A related "mis-understanding" is (as Gerd pointed out) you asked for only 1 sample in your A/D Read. This should be 1D Wfn NChan NSamp which will read and return all 50 samples you specified using "Continuous Sampling". Not only that, but while it is giving you those data, it is continuing to sample, so you don't miss any samples and you don't lose any time in getting the data from the A/D.
Suppose you do nothing else in this loop, just throw the data away, no plotting, no saving to disk. What will happen is once a second, the A/D will give you 50 more points until you stop the loop! The timing is all done by the DAQ hardware, which is much more accurate and precise than your PC's clock (which powers the LabVIEW "Wait" functions. So get rid of all of the timers (the DAQ hardware should always show a loop time of 20 ms).
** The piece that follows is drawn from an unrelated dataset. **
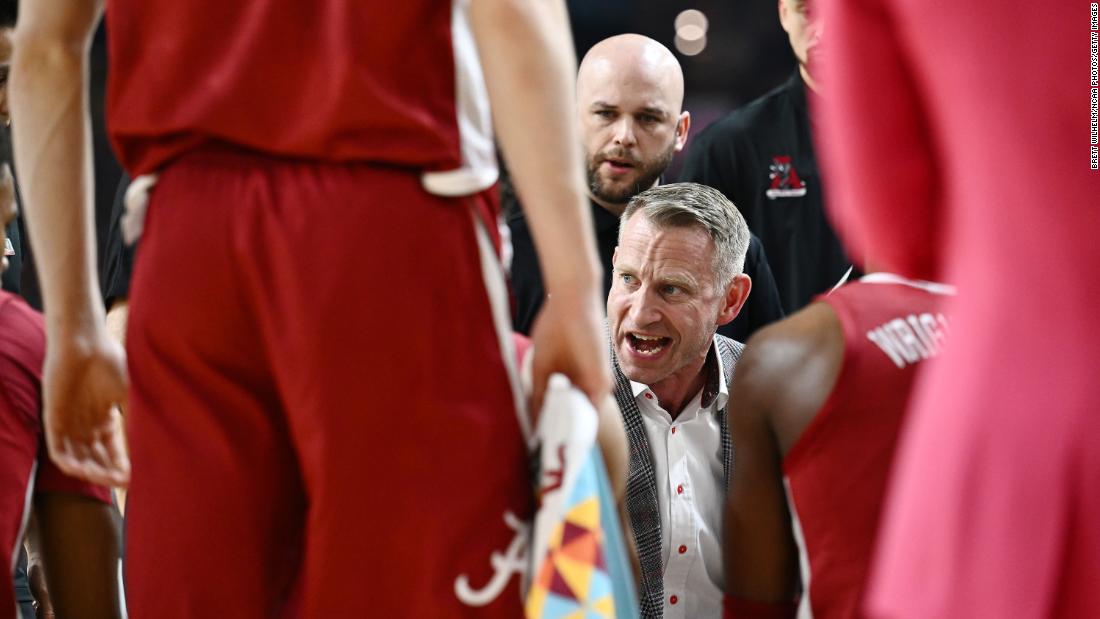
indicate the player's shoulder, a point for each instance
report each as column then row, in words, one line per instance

I think you should be plotting your data on a Chart, not a Graph. Charts "scroll", so as points come in, the Chart moves to the left, showing the newer points on the right. New points come once/second, so if you wired the output of the A/D directly to a Chart, you should see N plots "jumping" every second as new data come in. A second should be more than enough time to "process" these data (and, after all, once the DAQ Read gives you a sample, it won't have anything else to do for another 0.9995 seconds, more or less).
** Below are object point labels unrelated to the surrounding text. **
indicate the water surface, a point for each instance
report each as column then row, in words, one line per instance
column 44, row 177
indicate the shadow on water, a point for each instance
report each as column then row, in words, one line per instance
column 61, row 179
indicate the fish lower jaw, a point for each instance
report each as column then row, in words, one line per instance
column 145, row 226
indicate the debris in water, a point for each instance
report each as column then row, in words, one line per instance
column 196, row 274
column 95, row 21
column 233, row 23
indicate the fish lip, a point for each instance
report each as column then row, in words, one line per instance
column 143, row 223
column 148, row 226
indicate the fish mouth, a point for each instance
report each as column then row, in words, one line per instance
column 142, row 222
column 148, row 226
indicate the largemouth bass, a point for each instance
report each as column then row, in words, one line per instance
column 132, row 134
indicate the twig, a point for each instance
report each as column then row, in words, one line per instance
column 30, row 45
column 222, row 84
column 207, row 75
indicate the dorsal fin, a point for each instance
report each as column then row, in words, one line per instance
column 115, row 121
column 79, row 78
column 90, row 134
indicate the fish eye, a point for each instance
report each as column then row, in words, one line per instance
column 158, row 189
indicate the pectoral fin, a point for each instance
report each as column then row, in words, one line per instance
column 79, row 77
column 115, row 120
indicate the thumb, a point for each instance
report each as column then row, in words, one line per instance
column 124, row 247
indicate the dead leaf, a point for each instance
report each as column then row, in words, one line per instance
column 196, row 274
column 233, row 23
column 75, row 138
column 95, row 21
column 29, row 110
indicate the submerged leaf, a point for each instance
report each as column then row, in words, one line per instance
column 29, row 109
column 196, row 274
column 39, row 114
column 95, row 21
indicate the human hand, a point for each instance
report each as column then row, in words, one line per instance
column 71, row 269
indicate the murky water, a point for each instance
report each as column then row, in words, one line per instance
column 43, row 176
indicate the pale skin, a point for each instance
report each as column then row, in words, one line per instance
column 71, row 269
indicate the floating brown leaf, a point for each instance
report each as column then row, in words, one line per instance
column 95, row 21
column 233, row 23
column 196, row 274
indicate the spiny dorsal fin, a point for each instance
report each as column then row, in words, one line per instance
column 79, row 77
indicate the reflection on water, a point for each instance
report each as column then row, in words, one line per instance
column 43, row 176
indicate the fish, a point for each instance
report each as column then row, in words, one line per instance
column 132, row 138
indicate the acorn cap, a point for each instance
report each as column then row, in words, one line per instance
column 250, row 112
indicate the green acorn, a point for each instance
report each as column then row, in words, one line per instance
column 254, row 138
But suppose you wanted to plot, not the data, but an Time-Spectrum of the data (or some complex function that would take occasionally more time to process). That's where the Producer/Consumer Design Pattern comes in. When you get the output from the DAQ Read (once/second), you "export it" from the Data Acquisition (a.k.a. "Producer") Loop via a Queue, or a Stream Channel Wire, and send it to a separate free-running Data Processing (a.k.a. "Consumer") loop that does the complex processing. For example, you might want to stream the data to disk, but might not want to open the disk file until you got the first batch of data. No problem -- as long as the writing of the data itself can be done in less than the 1 second between acquisitions, if it takes a little more time to open the disk files for writing, the data will be "stored" in the Queue or Stream Channel until the "writer" can write them all out.
One more thing I just noticed -- you are taking the Waveforms you get from the DAQmx Read and are adding an additional "Elapsed time" to each data point. This is unnecessary, inaccurate, and slow -- let the hardware do this for you, that's why NI designed the Waveform data structure to do.